Makedonya’da , 2001 yılında imzalanan “Ohri Çerçeve Anlaşması” neticesinde, devletin diğer kurumlarında olduğu gibi, eğitim sisteminde de bazı değişikliklerin yapılması kaçınılmazdı. Özellikle, Makedonya Cumhuriyeti’nin 2004 yılından itibaren AB’ ye aday ülke olma statüsüne sahip olmasıyla, raformlar daha büyük bir ivme kazandı.[2]

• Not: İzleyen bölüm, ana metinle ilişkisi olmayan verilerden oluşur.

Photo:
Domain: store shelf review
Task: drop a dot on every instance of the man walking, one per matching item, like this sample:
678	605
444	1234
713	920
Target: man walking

Öncelikle eğitim sisteminde ve müfredatlarda yenilikler yapıldı. İlköğretim süresi sekiz yıldan dokuz yıla ( 2007 y.) çıkarıldı. Dokuz yıllık ilköğretim üç periyoda ayrıldı: I-III, IV-VI, VII-IX. sınıfa kadar. Yeni dokuzyıllık ilköğretim için yeni müfredatlar hazırlandı. Müfredatların hazırlanması esnasında , eğitimciler ve bilim adamları tarafından farklı görüşler savunuldu. Birinci sınıflara “İngilizce” dersinin konulması, “Dinleri Tanıyalım” ve “Ahlâk” derslerinin altıncı ve yedinci sınıflara eklenmesi , en çok tartışılan konular oldu. Dinleri tanıyalım ve ahlâk dersi konusu, aslında bizim için uygun olduğunu, hatta Osmanlı döneminde buna benzer derslerin verildiği görüşünü savunmuştum.[3] Aşağıdaki tabloda ilköğretimdeki dersler gösterilmiştir.[4]

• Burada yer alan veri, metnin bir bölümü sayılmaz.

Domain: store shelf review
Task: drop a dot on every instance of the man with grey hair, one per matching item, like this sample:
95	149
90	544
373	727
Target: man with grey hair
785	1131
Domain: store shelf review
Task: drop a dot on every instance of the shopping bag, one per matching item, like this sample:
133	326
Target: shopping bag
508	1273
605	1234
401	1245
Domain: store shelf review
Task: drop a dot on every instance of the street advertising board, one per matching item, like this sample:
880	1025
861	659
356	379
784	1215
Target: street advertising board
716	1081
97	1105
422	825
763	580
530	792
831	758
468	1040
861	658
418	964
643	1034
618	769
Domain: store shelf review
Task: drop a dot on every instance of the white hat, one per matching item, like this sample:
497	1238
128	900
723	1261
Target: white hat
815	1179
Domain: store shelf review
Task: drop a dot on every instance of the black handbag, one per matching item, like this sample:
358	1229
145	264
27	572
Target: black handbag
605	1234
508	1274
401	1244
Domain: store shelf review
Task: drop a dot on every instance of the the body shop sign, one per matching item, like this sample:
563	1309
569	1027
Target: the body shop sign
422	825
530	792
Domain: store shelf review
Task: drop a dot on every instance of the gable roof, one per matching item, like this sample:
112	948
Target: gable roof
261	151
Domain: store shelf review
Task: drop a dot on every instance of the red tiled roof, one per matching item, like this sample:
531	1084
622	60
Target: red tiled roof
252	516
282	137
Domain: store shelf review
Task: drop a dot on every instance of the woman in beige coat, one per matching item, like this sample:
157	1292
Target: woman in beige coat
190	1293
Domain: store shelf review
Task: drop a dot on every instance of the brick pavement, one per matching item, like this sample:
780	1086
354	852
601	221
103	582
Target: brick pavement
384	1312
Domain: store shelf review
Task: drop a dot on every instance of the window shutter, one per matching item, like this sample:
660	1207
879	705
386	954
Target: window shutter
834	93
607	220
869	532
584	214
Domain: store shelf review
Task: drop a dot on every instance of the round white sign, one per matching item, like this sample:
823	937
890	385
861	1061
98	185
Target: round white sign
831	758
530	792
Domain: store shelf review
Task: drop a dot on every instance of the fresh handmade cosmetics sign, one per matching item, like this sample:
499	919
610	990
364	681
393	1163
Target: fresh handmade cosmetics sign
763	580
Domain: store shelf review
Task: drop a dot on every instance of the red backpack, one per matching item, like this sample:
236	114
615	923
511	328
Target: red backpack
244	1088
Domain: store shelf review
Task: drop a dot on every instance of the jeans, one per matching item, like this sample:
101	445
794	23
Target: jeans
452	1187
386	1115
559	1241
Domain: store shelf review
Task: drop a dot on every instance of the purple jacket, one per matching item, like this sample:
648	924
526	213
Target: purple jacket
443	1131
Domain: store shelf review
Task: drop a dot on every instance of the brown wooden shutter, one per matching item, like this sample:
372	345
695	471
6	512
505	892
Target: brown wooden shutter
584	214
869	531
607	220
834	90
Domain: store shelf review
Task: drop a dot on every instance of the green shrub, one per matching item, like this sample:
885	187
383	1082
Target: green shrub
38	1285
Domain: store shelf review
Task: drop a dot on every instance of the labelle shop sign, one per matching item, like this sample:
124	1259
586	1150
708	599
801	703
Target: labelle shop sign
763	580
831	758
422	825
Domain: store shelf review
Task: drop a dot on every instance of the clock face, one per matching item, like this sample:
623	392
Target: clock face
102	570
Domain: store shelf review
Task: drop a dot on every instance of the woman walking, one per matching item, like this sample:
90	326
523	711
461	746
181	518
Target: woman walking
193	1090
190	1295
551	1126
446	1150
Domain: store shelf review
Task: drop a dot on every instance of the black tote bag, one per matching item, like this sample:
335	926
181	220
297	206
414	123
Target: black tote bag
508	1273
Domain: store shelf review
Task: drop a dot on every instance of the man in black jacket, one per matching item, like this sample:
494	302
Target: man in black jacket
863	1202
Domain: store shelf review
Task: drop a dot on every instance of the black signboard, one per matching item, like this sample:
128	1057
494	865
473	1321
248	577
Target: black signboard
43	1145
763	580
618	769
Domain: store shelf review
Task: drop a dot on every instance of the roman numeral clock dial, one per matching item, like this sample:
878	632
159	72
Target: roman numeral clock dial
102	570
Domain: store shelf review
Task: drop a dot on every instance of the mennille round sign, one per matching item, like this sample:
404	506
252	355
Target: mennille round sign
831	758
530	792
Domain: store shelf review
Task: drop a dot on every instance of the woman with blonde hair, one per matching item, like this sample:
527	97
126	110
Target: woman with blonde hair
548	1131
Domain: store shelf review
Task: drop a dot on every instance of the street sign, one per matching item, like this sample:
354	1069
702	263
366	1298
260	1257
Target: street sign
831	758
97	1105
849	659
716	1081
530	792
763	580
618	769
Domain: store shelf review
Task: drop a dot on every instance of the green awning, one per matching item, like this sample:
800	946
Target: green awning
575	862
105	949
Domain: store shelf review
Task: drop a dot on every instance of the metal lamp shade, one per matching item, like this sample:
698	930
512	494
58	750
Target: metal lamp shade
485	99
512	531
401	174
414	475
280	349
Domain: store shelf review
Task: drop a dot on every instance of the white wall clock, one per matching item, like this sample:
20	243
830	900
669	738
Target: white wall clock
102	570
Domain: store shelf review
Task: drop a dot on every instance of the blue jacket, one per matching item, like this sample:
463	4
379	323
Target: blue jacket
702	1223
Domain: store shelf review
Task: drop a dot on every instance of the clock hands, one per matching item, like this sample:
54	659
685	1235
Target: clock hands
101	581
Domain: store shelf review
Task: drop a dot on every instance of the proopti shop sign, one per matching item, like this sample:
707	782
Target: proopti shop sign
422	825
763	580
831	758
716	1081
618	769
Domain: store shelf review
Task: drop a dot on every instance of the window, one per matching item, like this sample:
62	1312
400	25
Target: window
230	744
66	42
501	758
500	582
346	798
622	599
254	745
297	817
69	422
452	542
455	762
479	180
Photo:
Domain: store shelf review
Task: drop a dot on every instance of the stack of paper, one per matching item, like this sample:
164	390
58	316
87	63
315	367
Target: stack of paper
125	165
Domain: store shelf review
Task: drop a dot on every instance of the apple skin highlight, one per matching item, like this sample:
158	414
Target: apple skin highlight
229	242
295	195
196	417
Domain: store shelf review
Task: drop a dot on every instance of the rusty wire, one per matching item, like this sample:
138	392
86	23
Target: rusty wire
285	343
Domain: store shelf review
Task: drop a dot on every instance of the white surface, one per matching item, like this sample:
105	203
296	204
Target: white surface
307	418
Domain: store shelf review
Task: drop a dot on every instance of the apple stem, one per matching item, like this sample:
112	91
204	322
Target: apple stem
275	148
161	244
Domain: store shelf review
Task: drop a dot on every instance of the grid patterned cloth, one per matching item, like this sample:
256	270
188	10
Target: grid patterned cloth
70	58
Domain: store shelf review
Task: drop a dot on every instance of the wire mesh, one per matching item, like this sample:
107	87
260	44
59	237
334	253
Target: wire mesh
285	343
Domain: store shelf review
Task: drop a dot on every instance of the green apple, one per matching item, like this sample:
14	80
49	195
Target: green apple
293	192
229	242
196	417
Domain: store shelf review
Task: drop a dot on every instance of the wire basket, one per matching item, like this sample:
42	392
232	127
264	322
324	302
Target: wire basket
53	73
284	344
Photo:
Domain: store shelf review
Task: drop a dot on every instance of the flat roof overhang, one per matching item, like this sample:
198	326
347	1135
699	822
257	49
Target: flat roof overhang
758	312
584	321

Zorunlu dersler | Zorunlu seçmeli dersler | Diğer seçmeli dersler |
Makedon dili(Türkçe, Arnavutça veya Sırpça)
Matematik İngilizce İkinci yabancı dil Resim Müzik Çevreyi Tanıyalım Teknik eğitimi Bilgisayar Toplum Coğrafya Tarih Sivil eğitimi Doğa Fen Bilimleri Fen Bilimleri ve Teknik Biyoloji Kimya Fizik Sağlık ve Beden eğitimi |
Ulah, Rom ve Boşnakların Dili ve Kültürü Dinleri Tanıyalım Ahlak |
Yaratıcılık
Arnavut dili Yaşam becerileri Vatanımız Çevreyi Eğitelim Doğum yerinin araştırılması Dans ve halk oyunları Müzik ve resim sanatına ait projeler Teknik eğitim Bigisayar bilimine ait projeler Seçenekli spor Sağlığın geliştirilmesi Avrupa medeniyetinde klasik kültür |
İlköğretimden sonra öğrencilerin orta (lise) öğretimine kayıt yapmaları zorunlu oldu.[5] Kaydını yaptırmayan öğrenciler için, ebeveynlere cezalar uygulanacağı, orta eğitim kanununda yer almaktadır. Lise müfredatlarında da yenilikler gerçekleşti. İlk ve orta öğretimdeki bütün derslerin % 30’unda bilişim teknolojilerinin kullanılması şartı konuldu. Bunun için araç ve gereçlerin yeterli derecede sağlandığı söylenemez.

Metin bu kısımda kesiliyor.